Depuis le soulèvement militaire du 26 mai 2006, des fora (séminaires, ateliers) sur l’insécurité s’organisent sans discontinuer aussi bien à Bamako qu’à Tombouctou, Gao et à Kidal. Ces rencontres à n’en pas finir sont financées par l’Etat. Et bien sûr certains projets et programmes implantés dans le nord qui, pour justifier des centaines de millions de manque à gagner, organisent des ateliers à l’emporte pièce auxquels participent des élus locaux, des chefs traditionnels, des religieux et la société civile. Ces moments de communion servent davantage à prendre une soupe de mouton, boire du lait…et surtout à se faire la poche qu’à faire autre chose. La fin de ces ateliers de deux jours ou d’une semaine, offre un spectacle ahurissant : les participants font le pied de grue devant le bureau du comptable pour ensuite repartir avec une enveloppe pleine de liasses d’argent. Ainsi va la vie de nos élus et administrateurs civils dans les régions du nord.
Dans la plupart des cas, certains élus, fonctionnaires et administrateurs civils boycottent les ateliers où il n’y a pas d’honoraires. Des empoignades, il y en a très souvent dans la salle à cause des conditions de participation. Normal quand on sait que beaucoup d’argent est ainsi jeté par la fenêtre à l’occasion de ces ateliers. Tenez, récemment, un réseau de plaidoyer pour la paix avec la complicité d’un programme international basé dans une des trois régions du Nord-Mali, a organisé un atelier pour justifier 18 millions de francs CFA. Au grand bonheur des participants et des organisateurs, une autre astuce est utilisée pour obtenir beaucoup plus d’argent aux partenaires techniques et financiers : délocaliser ces ateliers dans les villages ou cercles enclavés pour avoir plus de manque à gagner.

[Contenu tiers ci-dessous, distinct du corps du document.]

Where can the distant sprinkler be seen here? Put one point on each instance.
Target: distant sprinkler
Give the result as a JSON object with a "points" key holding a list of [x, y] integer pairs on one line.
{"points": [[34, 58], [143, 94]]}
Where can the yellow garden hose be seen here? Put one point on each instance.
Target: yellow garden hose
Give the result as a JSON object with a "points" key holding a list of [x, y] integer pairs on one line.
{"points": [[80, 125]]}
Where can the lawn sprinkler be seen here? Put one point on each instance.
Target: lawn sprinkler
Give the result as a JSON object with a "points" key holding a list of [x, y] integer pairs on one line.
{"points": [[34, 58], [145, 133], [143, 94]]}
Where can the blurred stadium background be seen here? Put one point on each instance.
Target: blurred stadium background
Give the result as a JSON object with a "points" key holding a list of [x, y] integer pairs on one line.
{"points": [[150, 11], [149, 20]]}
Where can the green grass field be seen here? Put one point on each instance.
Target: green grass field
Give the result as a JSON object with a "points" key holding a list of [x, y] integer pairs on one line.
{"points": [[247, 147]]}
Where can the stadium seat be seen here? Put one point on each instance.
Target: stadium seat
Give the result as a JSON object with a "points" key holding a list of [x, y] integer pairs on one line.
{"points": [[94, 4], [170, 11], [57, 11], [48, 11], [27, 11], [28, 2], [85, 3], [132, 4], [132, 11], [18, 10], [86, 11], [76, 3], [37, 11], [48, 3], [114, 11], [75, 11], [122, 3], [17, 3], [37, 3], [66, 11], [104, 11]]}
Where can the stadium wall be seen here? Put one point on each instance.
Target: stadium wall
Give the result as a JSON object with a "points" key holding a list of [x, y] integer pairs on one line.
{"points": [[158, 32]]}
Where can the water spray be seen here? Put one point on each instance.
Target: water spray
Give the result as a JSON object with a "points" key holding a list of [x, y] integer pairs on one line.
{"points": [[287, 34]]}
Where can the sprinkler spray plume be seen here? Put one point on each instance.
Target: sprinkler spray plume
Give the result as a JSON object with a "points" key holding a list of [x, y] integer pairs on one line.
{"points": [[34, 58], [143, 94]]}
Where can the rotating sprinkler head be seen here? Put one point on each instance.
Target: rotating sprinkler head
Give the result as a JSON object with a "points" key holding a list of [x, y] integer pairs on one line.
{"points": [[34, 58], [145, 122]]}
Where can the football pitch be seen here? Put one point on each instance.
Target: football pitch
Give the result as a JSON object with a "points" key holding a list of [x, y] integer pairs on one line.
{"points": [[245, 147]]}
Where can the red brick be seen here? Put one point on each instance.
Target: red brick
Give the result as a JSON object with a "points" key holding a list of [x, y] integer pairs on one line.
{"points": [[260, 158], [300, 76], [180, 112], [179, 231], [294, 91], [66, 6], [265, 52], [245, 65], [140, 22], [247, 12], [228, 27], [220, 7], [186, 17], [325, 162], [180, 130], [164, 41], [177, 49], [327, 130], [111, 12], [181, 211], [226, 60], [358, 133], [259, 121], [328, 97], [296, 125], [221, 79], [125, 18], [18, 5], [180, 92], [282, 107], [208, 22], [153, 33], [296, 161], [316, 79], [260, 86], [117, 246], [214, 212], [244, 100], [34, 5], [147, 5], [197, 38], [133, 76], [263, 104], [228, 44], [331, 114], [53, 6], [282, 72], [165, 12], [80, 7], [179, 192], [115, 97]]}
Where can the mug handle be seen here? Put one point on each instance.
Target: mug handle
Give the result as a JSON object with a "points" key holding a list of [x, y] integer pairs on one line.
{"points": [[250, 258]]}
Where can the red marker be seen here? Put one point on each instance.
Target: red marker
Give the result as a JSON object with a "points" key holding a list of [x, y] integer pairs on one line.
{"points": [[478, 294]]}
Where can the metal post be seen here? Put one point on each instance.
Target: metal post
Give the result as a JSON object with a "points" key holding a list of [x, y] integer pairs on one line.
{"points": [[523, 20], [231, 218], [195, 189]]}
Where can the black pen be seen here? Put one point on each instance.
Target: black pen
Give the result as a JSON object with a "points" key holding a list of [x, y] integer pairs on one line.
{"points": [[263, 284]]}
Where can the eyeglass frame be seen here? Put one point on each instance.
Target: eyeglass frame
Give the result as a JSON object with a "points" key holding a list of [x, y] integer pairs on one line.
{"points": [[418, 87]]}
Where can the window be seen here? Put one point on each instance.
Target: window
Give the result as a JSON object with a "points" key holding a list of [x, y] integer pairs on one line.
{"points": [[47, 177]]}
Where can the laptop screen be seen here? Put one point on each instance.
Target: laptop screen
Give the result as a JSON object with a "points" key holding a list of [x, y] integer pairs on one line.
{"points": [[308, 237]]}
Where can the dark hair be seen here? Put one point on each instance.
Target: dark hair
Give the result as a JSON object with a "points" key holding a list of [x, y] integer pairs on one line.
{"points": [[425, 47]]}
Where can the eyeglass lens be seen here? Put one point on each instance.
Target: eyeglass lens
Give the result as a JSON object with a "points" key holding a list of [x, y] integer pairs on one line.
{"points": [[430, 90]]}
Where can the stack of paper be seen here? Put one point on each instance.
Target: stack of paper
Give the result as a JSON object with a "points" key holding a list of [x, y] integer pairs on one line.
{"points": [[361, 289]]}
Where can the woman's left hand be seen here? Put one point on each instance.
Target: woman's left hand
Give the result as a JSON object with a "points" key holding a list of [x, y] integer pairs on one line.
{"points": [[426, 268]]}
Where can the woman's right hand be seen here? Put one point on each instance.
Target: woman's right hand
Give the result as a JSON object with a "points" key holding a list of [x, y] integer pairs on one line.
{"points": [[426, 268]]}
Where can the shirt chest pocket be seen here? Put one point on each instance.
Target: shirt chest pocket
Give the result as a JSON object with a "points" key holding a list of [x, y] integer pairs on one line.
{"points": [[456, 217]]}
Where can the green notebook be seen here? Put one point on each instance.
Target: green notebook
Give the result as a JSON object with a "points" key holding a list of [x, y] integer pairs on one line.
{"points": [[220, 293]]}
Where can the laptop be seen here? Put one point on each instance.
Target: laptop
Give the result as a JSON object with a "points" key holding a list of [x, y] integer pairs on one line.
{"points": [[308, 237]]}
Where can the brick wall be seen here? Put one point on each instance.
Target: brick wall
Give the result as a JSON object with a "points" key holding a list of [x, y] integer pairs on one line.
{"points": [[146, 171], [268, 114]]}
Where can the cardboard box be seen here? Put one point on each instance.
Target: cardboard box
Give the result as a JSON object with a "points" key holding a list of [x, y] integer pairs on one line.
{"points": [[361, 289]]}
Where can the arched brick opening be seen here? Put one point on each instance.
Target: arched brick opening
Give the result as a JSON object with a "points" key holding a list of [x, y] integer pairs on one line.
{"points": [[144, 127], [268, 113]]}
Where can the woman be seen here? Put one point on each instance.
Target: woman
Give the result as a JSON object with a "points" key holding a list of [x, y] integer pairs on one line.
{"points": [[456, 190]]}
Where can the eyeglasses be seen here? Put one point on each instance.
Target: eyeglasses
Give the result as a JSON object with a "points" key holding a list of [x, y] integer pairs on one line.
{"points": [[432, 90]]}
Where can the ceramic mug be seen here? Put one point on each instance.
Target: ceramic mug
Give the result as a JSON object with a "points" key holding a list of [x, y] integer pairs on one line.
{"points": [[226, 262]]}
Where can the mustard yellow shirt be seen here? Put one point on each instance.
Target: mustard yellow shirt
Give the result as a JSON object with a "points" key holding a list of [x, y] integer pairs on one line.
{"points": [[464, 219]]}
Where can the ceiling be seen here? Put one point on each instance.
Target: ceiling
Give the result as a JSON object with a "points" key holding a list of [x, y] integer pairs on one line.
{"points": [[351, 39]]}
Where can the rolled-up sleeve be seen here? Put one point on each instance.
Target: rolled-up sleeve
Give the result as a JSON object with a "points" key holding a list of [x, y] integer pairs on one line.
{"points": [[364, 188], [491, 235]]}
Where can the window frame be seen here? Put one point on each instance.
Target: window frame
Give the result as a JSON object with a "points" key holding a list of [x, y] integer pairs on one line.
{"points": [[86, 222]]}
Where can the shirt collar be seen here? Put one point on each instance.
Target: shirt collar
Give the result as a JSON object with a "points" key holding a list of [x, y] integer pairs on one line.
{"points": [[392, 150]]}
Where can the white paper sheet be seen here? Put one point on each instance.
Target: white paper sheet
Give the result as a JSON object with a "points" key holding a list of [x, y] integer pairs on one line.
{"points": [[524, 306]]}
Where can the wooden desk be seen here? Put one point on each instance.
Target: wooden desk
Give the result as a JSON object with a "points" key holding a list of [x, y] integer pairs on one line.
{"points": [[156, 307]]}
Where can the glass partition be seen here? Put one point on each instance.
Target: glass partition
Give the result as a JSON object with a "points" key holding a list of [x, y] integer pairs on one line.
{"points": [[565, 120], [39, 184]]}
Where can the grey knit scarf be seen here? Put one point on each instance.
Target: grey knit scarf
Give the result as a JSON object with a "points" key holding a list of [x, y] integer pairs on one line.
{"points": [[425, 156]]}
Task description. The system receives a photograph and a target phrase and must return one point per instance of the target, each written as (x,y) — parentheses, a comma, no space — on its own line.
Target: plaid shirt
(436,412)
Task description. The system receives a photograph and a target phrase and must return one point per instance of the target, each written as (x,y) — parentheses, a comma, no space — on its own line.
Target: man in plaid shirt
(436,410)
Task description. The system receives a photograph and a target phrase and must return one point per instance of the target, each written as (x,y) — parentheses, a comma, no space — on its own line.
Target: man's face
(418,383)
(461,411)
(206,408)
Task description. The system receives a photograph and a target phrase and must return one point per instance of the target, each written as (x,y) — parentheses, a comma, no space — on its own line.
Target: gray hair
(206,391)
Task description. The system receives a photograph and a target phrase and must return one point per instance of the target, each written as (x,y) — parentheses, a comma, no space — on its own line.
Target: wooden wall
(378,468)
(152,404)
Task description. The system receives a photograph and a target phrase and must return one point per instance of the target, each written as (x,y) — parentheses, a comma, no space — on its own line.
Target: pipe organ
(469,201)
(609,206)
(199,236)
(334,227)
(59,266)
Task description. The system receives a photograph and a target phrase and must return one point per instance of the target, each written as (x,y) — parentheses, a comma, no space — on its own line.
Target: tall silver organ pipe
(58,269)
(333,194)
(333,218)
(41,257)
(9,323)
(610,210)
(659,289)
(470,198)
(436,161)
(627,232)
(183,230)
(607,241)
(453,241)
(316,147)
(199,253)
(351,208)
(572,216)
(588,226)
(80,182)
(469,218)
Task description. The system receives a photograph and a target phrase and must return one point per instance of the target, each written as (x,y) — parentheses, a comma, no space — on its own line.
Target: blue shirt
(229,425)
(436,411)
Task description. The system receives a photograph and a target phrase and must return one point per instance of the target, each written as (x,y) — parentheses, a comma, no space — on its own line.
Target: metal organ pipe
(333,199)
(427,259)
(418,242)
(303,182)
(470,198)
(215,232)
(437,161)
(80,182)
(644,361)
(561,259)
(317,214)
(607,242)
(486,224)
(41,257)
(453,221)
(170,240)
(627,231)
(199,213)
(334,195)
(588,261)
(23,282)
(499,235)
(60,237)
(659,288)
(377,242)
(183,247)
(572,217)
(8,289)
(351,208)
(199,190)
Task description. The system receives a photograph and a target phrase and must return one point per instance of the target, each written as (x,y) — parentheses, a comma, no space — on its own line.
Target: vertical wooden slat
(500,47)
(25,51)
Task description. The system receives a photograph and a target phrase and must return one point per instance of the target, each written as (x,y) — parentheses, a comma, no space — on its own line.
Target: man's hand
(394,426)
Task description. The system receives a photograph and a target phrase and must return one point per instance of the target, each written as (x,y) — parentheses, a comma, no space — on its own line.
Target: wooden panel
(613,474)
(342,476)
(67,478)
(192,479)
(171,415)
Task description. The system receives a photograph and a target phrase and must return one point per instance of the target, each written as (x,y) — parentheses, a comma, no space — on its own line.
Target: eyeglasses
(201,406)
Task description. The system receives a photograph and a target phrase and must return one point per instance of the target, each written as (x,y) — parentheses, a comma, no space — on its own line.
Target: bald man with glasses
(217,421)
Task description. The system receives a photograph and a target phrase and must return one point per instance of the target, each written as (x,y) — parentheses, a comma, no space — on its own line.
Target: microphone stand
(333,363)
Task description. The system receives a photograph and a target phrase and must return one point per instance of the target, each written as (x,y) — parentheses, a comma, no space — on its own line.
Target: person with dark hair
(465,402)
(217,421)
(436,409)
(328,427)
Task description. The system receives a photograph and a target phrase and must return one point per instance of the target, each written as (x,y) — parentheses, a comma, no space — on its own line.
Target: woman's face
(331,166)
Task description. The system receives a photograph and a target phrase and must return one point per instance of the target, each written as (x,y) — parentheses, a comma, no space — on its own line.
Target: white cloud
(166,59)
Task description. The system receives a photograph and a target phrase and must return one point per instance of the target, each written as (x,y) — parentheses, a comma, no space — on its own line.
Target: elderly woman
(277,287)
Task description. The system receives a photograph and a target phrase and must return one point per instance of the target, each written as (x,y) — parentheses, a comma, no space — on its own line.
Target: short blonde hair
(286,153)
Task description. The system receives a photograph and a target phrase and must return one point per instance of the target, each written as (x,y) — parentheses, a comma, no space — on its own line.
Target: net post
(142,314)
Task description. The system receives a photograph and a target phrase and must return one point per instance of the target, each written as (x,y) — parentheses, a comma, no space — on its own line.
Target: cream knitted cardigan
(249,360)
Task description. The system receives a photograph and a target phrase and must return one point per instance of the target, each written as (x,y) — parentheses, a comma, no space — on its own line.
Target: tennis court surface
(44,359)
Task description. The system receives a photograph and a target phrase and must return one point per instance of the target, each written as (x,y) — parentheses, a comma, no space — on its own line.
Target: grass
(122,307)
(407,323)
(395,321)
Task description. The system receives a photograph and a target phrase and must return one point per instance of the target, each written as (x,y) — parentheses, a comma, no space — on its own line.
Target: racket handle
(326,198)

Selon nos informations, il y a une autre pratique désormais consacrée dans les services publics au nord : l’agent qui donne beaucoup de cadeaux à son chef en rentrant d’un atelier, multiplie sa chance de participer régulièrement aux ateliers et séminaires. Institutionnalisation de la corruption ?
Une nouvelle race fait son apparition
Ces derniers temps, certaines personnes sont devenues des spécialistes en élaboration d’atelier. Alors que des enseignants à la retraite qui se sont arrogé le titre de spécialistes des questions d’insécurité. D’après nos sources, ils ont un calendrier très chargé malgré le coût exorbitant de leurs prestations (un exposé sur l’insécurité et la paix). Ces spécialistes et experts de la 25ème heure vivent aujourd’hui de l’ «insécurité» et ne souhaitent nullement que cela s’arrête. Comme le confirme l’un d’entre eux, qui souhaite voir organiser autant que possible des ateliers pendant les 365 jours de l’année. Alors sont-ils complices des trouble-fête ? En tout cas, l’argent qui est investi dans ces fora peut mieux servir à l’armée nationale pour sécuriser les trois régions du nord-Mali.